Economic Institute at UMass Amherst Receives Two Ford Foundation Grants

AMHERST, Mass. - Researchers at the Political Economy Research Institute (PERI) at the University of Massachusetts have received two grants totaling $654,000 from the Ford Foundation. The grants will fund research on how to create stable, egalitarian growth in the global economy, and on how to combine environmental protection and poverty reduction in the U.S.

The institute was founded in 1998 and is affiliated with the UMass department of economics. These are the first major grants to be received by PERI, according to co-directors Gerald Epstein, and Robert Pollin. Epstein chairs the department of economics, and Pollin is a professor of economics.

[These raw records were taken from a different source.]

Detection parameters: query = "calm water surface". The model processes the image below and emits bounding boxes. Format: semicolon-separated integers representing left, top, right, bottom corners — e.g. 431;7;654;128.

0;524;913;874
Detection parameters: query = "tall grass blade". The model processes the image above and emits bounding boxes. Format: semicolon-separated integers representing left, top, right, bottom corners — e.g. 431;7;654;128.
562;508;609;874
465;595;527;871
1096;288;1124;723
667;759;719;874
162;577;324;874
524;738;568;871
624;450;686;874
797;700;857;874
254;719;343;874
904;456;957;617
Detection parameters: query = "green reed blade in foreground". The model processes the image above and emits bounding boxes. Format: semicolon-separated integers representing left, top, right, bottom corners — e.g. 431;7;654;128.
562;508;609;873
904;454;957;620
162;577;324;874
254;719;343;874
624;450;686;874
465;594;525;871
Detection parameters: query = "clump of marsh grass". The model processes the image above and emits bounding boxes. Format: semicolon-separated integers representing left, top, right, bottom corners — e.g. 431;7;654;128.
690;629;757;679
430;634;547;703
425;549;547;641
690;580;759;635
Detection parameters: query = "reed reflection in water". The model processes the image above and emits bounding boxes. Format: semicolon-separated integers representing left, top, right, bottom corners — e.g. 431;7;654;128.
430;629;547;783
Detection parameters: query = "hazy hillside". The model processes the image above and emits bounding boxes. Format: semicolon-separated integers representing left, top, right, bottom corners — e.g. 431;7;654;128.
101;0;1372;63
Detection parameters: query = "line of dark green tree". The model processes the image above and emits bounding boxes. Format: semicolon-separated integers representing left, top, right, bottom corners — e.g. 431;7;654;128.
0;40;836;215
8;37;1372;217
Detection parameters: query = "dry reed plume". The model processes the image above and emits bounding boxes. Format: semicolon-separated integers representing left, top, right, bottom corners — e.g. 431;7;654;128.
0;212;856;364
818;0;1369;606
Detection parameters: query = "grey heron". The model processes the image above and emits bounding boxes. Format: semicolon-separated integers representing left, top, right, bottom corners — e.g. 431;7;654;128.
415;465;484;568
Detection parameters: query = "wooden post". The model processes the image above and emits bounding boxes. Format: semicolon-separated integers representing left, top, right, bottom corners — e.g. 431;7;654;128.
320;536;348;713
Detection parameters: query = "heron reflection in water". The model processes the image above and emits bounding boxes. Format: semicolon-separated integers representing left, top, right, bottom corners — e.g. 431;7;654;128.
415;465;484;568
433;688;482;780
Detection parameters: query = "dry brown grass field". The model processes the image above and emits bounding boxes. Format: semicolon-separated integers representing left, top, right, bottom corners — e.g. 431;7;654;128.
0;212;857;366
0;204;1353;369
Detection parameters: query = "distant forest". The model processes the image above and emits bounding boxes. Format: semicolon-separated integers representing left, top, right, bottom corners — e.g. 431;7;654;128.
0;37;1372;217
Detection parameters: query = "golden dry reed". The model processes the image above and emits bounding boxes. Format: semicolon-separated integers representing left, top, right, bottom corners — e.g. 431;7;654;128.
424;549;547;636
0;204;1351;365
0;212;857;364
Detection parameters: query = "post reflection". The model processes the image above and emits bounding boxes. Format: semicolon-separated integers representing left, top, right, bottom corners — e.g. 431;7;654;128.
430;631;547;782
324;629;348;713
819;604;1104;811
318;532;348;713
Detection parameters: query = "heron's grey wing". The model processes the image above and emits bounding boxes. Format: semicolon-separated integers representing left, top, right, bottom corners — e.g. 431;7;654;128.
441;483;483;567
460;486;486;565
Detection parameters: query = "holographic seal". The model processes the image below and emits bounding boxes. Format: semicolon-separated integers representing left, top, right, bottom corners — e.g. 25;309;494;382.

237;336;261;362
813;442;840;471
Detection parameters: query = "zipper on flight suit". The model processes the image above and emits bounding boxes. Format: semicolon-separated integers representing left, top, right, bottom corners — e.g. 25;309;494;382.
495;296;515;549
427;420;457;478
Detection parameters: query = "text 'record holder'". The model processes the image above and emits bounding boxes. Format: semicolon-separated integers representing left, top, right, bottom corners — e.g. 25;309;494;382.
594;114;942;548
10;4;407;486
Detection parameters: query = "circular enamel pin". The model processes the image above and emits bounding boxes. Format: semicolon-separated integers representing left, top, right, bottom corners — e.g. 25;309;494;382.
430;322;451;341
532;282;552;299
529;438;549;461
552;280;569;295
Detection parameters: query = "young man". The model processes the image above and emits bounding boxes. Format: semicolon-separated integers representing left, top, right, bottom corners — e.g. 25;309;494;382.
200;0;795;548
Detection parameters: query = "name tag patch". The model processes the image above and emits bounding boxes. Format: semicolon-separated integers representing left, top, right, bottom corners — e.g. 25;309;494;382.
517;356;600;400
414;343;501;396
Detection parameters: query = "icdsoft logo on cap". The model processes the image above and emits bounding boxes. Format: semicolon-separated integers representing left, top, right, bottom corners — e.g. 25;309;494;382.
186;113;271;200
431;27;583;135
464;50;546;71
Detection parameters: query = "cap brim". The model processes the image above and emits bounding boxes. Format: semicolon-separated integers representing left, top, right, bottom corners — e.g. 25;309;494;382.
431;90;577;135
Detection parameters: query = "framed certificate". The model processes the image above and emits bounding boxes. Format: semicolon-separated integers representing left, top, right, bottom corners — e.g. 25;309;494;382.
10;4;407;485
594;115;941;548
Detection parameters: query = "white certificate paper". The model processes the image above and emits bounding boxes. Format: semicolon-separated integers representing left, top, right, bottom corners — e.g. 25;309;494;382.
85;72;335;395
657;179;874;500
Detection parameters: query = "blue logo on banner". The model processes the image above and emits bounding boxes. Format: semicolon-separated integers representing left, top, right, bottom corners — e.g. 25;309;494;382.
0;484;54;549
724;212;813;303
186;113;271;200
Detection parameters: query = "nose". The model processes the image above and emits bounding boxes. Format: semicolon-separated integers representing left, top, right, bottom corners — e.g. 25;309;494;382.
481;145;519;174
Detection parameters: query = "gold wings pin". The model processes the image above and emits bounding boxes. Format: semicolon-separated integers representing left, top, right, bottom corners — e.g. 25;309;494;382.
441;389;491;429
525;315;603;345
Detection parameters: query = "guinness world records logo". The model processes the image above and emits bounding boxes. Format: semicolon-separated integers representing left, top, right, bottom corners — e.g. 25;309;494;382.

A two-year $400,000 grant was awarded to Epstein, Pollin and several associates for a project, "Promoting Stable and Egalitarian Growth in the Age of Global Integration." The research will look at how to create improved domestic and international institutions, which, in an increasingly integrated global economy, can help mobilize, stabilize, and channel capital to productive investment, Epstein says. The goal is to raise long-term productivity growth and spread the associated benefits widely to individuals and to communities around the world, he says.

"The process of globalization is leading to more instability and greater inequalities in many economies," Epstein says. "We’re trying to come up with alternative proposals to reverse these trends." The project will look specifically at designing more egalitarian and democratic financial institutions nationally and globally, and developing new rules and institutions for regulating the international flows of capital and investment, he says.

The institute has received a second Ford Foundation grant of $254,100 for a 14-month project titled, "Natural Assets: Democratizing Environmental Ownership," to be directed by economics professor James K. Boyce. The project will commission a set of papers for a conference and a subsequent book. The conference will explore the potential impact of natural-asset building on poverty, environmental protection, and environmental justice.